# JKD Video Training



## viper13 (Nov 19, 2006)

I've been wanting to learn JKD since I was a youngster, but now that I'm
ready and committed to learning it, there are no legitimate studios in my
area that offer this style. So I've gone to the web and found a site..
World Jeet Kune Do Federation that offers training videos for purchase.
You learn at home, at your own pace, then when you feel ready to test, you video tape yourself performing the required drills for each level, and submit it for evaluation. If you pass they send you a rank certificate. Has anyone ever tried training this way. The past 3 years I've been training in TSD and received my Black Belt, but I think that it's time to expand my MA training, but I'm a little concerned that without an experienced instructor present, it might be to difficult to get the results I'm looking for.

I'm looking for any input on this.


----------



## Robert Lee (Nov 20, 2006)

While video long distance training is not the best If that is what you have to do for now Then give it a try You say you have some M/A background now. It will help with this type of training.  Nothing beats an instructor to help you. but at times you may not have one near you or to far to drive too. It is your choice.   Order a video and see what you think.


----------



## Shawn (Nov 20, 2006)

The site looks a little money hungry...and it appears you get ranking with them just by paying them.

Distance learning is certainly not the first choice, but if that is the only option I would look at Burton Richardson's JKD Unlimited http://jkdunlimited.com/ Burton is a straight up guy and the real deal when it comes to JKD and MMA.

Shawn


----------



## Robert Lee (Nov 21, 2006)

Most JKD groups have there fees. And as you look they all are near in costs. Some offer video some do not. Personal instruction is best video if you have no other school you can attend or seminars near you. Contact who you will and decide what is best for now.


----------



## frankiefuller (Nov 26, 2006)

If you have some background, video training is definitely easier.  In terms of learning katas, for instance, videos are great because you don't have to pay an instructor for private lessons (as long as you have enough of a foundation to understand the mechanics behind the movements).  You can learn alot from tapes, but of course you will get even more from learning the video stuff and then actually working with an instructor occasionally, if that's your only option.  At least if they give you feedback, they know what to look for.


----------



## Zaose (Nov 27, 2006)

Hopefully there will be no katas (since it's JKD).

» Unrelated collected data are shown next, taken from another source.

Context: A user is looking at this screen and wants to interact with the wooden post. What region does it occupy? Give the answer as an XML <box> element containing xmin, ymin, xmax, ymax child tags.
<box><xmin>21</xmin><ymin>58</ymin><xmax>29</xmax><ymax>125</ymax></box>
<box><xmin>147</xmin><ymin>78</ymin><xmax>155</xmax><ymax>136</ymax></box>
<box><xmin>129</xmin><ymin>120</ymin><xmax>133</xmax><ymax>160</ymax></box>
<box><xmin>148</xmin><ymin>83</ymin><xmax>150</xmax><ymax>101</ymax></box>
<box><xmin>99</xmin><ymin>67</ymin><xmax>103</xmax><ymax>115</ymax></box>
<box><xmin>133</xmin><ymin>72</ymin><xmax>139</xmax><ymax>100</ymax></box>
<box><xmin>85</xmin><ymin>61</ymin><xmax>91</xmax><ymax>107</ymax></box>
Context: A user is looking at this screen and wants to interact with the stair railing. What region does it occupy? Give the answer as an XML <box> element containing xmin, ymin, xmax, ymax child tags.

As far as the World Jeet Kune Do Federation - stay far away from that site!

Don't take my word for it - look up Hargrave on this site:

http://pauljbax.forumco.com/


----------



## thatdude (Dec 4, 2006)

viper13 said:


> I've been wanting to learn JKD since I was a youngster, but now that I'm
> ready and committed to learning it, there are no legitimate studios in my
> area that offer this style. So I've gone to the web and found a site..
> World Jeet Kune Do Federation that offers training videos for purchase.
> ...



Did they train with Bruce?


----------